The Serbian Hussar Regiment was a military unit of the Russian Imperial Army which predominantly consisted of Serbian colonists to Russia. This cavalry unit was in service from 1723 to 1783.

== Background ==
Due to Rákóczi's War of Independence (1703–1711), the position of Serbian militiamen in the Military Frontier of the Habsburg monarchy was endangered. In 1704 the first Serbian attempts were made to offer their services to the Russian Empire in the latter's struggle against the Ottomans. Before the beginning of the Russo-Turkish War (1710–11) Russian Emperor Peter the Great invited Serbian militiamen and Serbs in general to join the Russian forces. During this period, a small group of Serbs, including Jovan Albanez, emigrated to Russia. A small Serb unit commanded by then-Captain Albanez distinguished itself in the Pruth River Campaign (1710–11), so Peter the Great decided to expand this unit and turn it into a separate Serbian Hussar Regiment.

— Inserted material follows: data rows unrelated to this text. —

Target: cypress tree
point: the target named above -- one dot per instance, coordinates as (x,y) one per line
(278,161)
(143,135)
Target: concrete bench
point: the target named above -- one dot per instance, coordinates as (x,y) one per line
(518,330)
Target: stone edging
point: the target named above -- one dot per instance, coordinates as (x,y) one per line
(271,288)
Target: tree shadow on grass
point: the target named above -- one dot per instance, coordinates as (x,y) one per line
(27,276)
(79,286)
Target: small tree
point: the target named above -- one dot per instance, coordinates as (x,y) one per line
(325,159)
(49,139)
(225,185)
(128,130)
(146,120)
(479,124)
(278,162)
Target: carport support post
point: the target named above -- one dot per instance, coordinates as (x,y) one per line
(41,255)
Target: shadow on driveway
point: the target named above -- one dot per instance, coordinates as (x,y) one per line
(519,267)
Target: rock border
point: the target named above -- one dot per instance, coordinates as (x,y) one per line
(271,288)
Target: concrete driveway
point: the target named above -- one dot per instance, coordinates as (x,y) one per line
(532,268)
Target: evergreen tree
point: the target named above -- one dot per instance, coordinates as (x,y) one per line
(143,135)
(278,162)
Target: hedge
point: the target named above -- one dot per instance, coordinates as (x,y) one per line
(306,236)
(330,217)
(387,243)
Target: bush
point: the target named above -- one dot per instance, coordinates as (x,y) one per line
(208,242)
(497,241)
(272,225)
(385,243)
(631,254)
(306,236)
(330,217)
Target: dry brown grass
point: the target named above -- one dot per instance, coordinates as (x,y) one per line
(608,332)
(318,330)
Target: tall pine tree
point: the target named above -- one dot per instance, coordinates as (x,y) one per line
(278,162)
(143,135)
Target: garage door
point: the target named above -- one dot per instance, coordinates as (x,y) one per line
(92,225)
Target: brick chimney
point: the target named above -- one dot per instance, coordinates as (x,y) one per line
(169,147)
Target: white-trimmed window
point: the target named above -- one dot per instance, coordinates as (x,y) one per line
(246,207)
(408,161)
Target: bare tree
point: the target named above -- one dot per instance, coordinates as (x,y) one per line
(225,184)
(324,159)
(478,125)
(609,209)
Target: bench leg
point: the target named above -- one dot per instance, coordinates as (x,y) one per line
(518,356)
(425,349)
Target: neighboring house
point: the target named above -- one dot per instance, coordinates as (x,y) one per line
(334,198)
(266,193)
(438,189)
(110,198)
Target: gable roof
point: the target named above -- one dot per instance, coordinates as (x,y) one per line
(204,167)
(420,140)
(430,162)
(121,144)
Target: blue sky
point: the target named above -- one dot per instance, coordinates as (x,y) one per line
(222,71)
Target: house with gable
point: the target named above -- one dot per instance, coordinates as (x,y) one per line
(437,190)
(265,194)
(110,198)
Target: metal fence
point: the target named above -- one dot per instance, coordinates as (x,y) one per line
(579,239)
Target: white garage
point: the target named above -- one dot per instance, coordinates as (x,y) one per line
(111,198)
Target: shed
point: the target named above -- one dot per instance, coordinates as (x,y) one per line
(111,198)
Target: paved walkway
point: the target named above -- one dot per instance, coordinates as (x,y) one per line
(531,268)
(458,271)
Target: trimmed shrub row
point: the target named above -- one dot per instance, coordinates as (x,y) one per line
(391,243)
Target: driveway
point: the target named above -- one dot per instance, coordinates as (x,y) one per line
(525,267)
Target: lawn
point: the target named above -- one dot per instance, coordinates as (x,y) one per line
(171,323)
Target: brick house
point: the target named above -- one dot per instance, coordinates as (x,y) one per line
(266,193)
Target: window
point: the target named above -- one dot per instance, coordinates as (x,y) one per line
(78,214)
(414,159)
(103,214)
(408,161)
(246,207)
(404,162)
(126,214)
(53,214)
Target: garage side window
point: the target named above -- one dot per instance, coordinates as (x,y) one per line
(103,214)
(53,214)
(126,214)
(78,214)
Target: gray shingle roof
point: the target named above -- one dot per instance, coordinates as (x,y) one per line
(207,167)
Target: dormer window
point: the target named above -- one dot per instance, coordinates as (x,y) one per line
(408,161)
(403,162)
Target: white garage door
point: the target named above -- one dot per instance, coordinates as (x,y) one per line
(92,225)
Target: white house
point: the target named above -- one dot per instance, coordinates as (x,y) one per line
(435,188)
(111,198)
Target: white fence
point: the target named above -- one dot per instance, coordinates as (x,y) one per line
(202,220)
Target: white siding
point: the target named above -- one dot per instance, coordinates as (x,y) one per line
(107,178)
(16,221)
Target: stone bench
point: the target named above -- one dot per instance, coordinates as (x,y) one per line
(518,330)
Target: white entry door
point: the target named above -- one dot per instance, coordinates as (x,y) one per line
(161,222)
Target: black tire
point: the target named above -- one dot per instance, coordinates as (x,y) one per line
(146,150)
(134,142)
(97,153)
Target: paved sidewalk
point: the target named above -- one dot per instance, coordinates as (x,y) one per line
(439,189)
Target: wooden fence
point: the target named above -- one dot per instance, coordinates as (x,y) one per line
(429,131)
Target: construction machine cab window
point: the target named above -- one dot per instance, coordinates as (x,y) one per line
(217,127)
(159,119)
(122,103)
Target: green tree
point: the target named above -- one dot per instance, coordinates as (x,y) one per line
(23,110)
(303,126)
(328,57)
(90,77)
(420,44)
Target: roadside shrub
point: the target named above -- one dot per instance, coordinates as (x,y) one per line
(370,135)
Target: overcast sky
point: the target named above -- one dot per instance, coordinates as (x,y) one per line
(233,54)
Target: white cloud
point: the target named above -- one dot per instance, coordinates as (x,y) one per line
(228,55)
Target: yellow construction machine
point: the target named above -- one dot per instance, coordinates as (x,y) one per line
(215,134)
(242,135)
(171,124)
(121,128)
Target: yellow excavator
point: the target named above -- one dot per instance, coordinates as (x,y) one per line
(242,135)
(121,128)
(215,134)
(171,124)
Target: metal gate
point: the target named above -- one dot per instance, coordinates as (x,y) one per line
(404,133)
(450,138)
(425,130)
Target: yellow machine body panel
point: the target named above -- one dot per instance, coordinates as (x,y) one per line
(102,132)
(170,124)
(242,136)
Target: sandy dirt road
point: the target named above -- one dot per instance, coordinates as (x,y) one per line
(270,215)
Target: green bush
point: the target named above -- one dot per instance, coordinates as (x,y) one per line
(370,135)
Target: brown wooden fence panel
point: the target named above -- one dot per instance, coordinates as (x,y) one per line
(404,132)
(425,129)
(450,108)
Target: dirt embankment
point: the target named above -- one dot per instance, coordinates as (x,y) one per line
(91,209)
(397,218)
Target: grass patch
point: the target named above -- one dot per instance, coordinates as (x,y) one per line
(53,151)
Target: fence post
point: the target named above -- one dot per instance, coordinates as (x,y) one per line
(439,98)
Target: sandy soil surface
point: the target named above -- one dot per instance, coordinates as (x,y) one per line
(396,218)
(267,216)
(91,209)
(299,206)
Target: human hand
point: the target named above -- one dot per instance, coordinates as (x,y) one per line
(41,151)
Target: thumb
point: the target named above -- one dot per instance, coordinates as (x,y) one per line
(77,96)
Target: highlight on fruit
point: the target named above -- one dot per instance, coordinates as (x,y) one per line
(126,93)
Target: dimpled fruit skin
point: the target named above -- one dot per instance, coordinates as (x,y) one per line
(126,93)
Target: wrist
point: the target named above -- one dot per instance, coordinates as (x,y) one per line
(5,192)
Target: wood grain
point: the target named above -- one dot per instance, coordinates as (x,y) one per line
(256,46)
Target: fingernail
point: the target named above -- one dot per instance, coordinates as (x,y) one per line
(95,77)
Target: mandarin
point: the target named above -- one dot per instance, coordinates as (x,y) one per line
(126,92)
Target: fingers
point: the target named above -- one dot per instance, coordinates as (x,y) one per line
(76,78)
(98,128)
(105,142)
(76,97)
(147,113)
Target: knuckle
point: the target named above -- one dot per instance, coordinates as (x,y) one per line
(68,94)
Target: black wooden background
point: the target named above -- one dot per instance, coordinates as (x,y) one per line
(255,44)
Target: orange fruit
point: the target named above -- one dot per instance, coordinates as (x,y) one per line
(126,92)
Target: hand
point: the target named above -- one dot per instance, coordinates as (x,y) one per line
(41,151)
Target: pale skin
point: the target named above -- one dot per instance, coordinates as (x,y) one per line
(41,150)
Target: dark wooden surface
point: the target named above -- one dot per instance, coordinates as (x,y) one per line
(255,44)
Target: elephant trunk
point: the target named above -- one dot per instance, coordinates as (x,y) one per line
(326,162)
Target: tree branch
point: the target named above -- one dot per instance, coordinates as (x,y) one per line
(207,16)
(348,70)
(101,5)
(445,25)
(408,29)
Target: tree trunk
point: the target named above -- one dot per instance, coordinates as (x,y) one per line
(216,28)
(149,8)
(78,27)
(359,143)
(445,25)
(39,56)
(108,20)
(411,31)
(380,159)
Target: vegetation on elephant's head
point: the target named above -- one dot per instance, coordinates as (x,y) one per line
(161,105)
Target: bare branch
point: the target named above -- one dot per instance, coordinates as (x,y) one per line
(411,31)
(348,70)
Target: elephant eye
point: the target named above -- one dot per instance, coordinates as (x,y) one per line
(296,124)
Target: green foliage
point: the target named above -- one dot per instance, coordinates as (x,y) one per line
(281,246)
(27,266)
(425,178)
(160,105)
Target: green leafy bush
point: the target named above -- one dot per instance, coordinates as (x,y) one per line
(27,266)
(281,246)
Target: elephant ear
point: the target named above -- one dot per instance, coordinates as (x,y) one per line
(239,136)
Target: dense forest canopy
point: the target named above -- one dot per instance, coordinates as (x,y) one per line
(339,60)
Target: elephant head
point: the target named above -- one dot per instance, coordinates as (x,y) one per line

In 1723, Peter the Great sent Albanez to the Pomorišje and Potisje regions of the Military Frontier of the Habsburg monarchy to recruit additional Serbian militiamen. The invitation letter carried by Albanez was signed by Peter the Great on 23 October 1723. Every military men who emigrated to Russia with his wife and children would be granted arable land, while those who emigrated with larger numbers of people were promised additional privileges. Albanez was quite successful with recruitment. On 5 May 1724, Albanez reported from Serbia that he had recruited ten officers, including one colonel. According to some sources, 459 Serbs emigrated to Russia in 1724, and 600 in 1725. A detailed list of the military unit commanded by Albanez was made in 1726.

== Establishment and command staff ==

In 1724, a military unit known as the Serb Command (Српска команда), consisting of Serbian colonists, was established and put under the command of the Kiev garrison. Between 1724 and 1729, the Serbian Hussar Regiment was expanded and completed its organisational structure. In 1727 this military unit had 459 Serb hussars when it was established as a separate regiment, Serb Hussar Regiment, by the decision of Empress Anna. It was also known as the Old Serbian Hussar Regiment. Its first commander was Major Jovan Albanez; members of the command staff included Captain Jovan Stojanov, Captain Georgije Marjanović, Captain Teodor Petrov, and Lieutenant Stefan Vitković (later promoted to brigadier).

The large-scale recruitment of Serbs from Austria was opposed by Austria and only smaller groups of Serbs continued to emigrate to Russia and enlist to serve in this regiment. To reach the planned strength of the regiment, several hundred Ukrainian Cossacks were transferred to it.
The Serbian Hussar Regiment served as a role model for the establishment of three additional regiments (Hungarian, Georgian, and Moldavian) in the 1740s and two more (Bulgarian and Macedonian) during the Seven Years' War.

== Military engagements ==
Until 1734, the regiment did not have a permanent garrison, although it had been established with the primary intention of securing the Ukrainian front line. Between 1729 and 1731, the regiment was assigned to the Russian infantry corps in the southern provinces of Persia. In 1732 the regiment returned from Persia and from 1733 to 1734 participated in the War of the Polish Succession. When the regiment participated in the Russo-Swedish War (1741–1743), it numbered between 500 and 800 soldiers.